Rejection, old chums. And plenty of it. So, how to cope?

Realism

It is extremely unlikely that you have written the greatest novel of our age or that the world will be changed by the message you carry. Soz. What you have done is written a story that primarily has provided entertainment and escapism for you. And that may well be enough. It should be enough. Writing is a hobby that some people are fortunate to turn into a career but it should always be fun, soothing, therapeutic. It should do you good, otherwise what’s the point? Stories are for falling into; immersing yourself in a different world for a few hours at a time. And, yes, stories are also for sharing – that is how we learn about life, but be honest, your book may not contain the secrets of the universe. It might just be a story about a dog and penguin. And that is perfectly alright – because who doesn’t love stories about dogs and penguins?

It doesn’t matter what your story is about as long as it pleases you and gives you a route out of the humdrum of daily life. If it then pleases those around you, that’s an enormous plus, but again, not essential. And if you make it to the hallowed portal of the slush pile and find that your story pleases an agent and then a publisher, well that’s great. But what you need to know right from the off is that this story is for you.

Rolling Rota

Imagine yourself standing with your book in your hands and before you stretches a queue of agents extending as far as the eye can see, over the horizon and into a distant land. Unless you’ve written something really niche, there are a helluva lot of agents out there who might choose to represent your book. There are also many smaller publishers who will take you on without an agent AND there is the burgeoning market of self-publishing. You are spoilt for choice. So, start with your top ten, research them, make sure they represent the kind of work you’re pushing and send it out to the first five (doing exactly as these sort of articles always suggest, following the submission guidelines to the letter). And then every time a rejection comes in, simply move along to the next one on your list and send it to them.
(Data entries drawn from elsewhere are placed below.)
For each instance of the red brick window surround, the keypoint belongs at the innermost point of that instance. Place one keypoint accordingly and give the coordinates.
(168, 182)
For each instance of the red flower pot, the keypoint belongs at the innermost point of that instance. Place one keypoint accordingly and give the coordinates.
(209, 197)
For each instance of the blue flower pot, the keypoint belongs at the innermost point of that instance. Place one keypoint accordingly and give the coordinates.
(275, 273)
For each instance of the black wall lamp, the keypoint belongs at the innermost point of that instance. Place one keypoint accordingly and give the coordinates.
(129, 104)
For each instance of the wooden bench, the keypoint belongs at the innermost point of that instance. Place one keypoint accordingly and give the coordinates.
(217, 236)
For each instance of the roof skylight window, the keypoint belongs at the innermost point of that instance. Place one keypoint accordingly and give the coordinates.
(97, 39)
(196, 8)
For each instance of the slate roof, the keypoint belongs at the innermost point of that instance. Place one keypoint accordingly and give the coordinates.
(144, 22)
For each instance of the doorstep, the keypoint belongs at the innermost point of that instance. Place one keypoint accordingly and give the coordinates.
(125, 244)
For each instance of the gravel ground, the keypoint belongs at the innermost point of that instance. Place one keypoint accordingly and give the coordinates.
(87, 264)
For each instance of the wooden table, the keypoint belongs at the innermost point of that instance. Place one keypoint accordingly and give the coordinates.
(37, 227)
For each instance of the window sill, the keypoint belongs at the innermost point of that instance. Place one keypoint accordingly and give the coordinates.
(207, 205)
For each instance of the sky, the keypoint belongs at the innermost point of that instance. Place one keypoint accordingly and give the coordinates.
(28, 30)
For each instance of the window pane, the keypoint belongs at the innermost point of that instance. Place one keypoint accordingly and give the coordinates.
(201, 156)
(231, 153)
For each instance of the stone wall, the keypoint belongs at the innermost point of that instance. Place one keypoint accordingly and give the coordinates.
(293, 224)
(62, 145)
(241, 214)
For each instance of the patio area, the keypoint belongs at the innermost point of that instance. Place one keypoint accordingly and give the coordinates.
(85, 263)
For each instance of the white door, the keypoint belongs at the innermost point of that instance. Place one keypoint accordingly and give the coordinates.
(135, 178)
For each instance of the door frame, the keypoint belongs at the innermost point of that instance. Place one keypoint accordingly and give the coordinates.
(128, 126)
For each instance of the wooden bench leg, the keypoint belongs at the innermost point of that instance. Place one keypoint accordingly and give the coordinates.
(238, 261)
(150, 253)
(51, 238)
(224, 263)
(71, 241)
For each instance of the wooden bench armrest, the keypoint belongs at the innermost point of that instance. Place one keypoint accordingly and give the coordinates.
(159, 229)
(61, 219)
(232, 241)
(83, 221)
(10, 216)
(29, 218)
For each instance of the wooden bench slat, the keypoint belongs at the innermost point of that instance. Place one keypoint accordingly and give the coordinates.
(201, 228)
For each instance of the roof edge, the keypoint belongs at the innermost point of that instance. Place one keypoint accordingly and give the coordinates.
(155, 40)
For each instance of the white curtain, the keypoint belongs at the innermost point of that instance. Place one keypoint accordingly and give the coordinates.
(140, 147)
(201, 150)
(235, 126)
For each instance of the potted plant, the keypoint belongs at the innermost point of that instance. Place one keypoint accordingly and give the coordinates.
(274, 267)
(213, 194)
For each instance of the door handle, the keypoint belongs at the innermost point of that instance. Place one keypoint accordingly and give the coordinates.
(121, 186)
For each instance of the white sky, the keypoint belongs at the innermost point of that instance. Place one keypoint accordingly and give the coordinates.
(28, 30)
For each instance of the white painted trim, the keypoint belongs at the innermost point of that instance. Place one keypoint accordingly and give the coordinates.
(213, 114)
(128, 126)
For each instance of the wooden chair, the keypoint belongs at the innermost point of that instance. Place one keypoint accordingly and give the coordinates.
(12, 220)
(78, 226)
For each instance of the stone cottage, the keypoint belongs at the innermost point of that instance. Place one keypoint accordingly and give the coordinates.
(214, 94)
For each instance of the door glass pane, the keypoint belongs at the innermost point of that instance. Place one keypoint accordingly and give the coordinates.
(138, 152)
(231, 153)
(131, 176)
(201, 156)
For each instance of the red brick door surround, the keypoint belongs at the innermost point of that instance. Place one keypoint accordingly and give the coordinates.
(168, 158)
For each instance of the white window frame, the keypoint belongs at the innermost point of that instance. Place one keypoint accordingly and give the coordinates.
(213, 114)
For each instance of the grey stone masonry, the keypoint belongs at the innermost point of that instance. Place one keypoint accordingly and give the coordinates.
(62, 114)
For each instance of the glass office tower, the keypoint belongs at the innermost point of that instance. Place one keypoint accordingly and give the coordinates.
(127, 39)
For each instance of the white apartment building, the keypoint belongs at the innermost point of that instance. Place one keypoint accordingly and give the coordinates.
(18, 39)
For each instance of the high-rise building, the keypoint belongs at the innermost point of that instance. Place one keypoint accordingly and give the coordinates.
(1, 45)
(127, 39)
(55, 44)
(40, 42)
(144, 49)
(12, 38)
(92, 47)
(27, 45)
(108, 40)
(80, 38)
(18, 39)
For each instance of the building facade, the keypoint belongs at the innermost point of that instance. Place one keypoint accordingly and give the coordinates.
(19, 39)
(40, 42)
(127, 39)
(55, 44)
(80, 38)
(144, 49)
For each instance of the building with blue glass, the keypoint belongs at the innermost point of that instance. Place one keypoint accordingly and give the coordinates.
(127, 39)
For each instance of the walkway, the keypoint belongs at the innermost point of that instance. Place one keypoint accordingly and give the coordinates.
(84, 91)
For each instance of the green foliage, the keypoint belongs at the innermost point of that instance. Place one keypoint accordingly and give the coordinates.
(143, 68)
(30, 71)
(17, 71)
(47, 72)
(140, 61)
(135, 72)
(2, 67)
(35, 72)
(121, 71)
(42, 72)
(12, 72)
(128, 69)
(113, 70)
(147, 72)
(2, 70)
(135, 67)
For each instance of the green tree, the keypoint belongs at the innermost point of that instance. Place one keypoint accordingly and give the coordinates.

This way you always have five irons in the fire and five emails to look out for with a mixture of trepidation and excitement. Periodically add five more agents to the list and keep working through. Keep a record of it on an excel spreadsheet. Your list may run to fifty, sixty or into the hundreds. Who cares? What have you got to lose by sending it out? Nothing. What do you have to gain? Either a publishing deal or a lot of weight from your rejection chocolates – see below.

Rejection chocolates

An idea given to me by a lovely author Pernille Hughes – she suggested buying a box of your favourite, most expensive chocolates; it had to be proper high end confectionery, a real treat. And then only allow yourself to eat one if you get a rejection. No exceptions.** No chocs if you’re just ‘having a bad day’ or ‘feeling a bit peckish’ – only for rejections. What happens is you find yourself feeling pretty cheerful when you see the ‘Thank you for giving us an opportunity to look at your work. Whilst there is much to admire, we simply didn’t love it enough to take it forward….’ email because you know that you can help yourself to one of the delicious Godiva Belgian Selection currently perched on the top shelf of your study (away from small children).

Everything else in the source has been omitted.